The Japanese are doing an amazing job on recycling!

http://uk.reuters.com/article/2008/04/27/uk-japan-metals-recycling-idUKT13528020080427

http://inventorspot.com/articles/cell_phone_recycling_dropboxes_gold_ntt_5392


----------



## kadriver (Dec 7, 2011)

You make your profit when you buy.


----------



## jimdoc (Dec 7, 2011)

kadriver said:


> You make your profit when you buy.



Only if you do it right.

Jim


----------



## swainmarshall (Jan 20, 2012)

You can not easy to earn profit. You can make a profit in business first of starting with planing , sources of fund and finance , decide location of business , how to arrange manpower, which method use in production, market analysis.Than process are continue with best management. So i have said not anyone actually made a profit


----------



## kuma (Jan 22, 2012)

Hello , 
How are things?
I hope your well! 



swainmarshall said:


> You can not easy to earn profit. You can make a profit in business first of starting with planing , sources of fund and finance , decide location of business , how to arrange manpower, which method use in production, market analysis.Than process are continue with best management. So i have said not anyone actually made a profit



I believe that a lot of us , if not the majority of us who collect and recycle electronics , manage to pick up our materials for free , and in some cases even get paid for collecting these materials. 
Aswell as any precious metals that are recovered , there are also quanitites of other materials that have scrap value such as copper , aluminium , stainless steel , and even plastics if sold in quantity , and it does soon build up.
There is also some proffit to be made by reselling working parts on ebay , such as sound cards , video cards , and even collectable chips , ect.
If this is something that one does just as a hobby , which again I believe could well probably the majority of us , there is no need for extra manpower ( except maybe in the case of larger pick-ups ) , and any market reasearch required would be limited to phoning around to get the best prices on your scrap and maybe calling into computer repair shops and placing local 'ads in your search for free scrap electronics.
As others have said , it all depends on how much you value your time , and of course you would need to factor in the cost of fuel.
For me it has been profitable , and I didn't set out to make any money at all , just shiney buttons! 
Every penny that I have made from selling my _scrap_ has been a cherry on the cake that is my learning experience on this wonderful forum.
In an nutshell , it doesn't require rocket science to turn a small profit , even a small profit is profit no matter how you look at it , 8) 
All the best with it chief , and kind regards ,
Chris


----------



## NobleMetalWorks (Mar 26, 2012)

Just sharing my short experience and comments.

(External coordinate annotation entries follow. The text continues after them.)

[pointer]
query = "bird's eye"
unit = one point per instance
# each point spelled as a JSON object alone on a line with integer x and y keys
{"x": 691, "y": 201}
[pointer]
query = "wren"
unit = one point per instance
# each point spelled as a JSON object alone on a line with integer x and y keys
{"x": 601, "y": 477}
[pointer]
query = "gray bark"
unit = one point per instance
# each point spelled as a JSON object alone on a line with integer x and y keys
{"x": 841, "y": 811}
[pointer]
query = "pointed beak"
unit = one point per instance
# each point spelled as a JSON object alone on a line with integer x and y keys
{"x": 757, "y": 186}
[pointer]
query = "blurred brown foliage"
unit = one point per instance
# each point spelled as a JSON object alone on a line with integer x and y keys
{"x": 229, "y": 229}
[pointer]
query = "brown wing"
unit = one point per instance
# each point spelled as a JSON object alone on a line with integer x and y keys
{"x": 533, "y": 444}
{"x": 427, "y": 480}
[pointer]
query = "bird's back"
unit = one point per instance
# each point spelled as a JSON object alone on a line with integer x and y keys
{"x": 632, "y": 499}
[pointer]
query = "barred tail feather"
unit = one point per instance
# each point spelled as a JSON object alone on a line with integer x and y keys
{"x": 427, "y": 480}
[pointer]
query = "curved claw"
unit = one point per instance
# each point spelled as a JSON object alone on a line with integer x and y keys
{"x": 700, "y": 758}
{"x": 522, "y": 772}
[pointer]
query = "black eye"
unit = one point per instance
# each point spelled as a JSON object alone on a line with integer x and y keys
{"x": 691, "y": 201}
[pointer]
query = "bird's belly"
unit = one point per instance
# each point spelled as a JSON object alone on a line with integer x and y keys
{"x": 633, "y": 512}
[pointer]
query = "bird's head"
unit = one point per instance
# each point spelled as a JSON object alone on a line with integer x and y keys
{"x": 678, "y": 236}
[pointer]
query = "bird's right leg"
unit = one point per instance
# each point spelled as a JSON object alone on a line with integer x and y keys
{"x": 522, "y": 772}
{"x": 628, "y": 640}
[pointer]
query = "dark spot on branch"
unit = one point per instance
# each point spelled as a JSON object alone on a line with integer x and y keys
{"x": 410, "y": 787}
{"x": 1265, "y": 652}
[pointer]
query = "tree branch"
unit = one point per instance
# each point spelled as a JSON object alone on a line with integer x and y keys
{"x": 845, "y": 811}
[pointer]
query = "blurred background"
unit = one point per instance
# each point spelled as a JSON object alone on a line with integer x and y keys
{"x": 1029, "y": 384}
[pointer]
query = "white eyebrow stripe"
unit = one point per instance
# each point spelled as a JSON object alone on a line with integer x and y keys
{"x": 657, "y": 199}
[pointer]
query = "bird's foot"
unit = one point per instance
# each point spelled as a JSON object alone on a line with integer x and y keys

I have been lurking on this site for months, I finally joined. I read Hoke, Wise and Ammen, read many many MANY posts, read even more from many different sources all over the internet. I am barely getting started in this but I wanted to add my two cents.

I spent a lot of time reading and learning first, months. Then I researched and found the best equipment for the best price, many of the things I purchased came from eBay and Craigslist, and were used. I slowly collected the items I needed instead of just buying everything new. In short, I took my sweet time. I come from a computer networking background, and a pharmaceutical manufacturing background (I used to make the Nicoderm patch, talk about deadly, one drop of pure nicotine will kill you DEAD). I was fortunate in this, talk about the Theory of Convergence. I did invest a lot, and now I am in the process of building a scrubber/hood that will work for me. 

This is kind of how things went for me.

1. I read, read more, then I read even more, then I re-read a lot of that over again to make sure I understood it. I bought several books (Wise, Hoke, Ammen) I read this forum, I read other material I found on other web sites. I learned about the equipment, lab work, watched videos, and more.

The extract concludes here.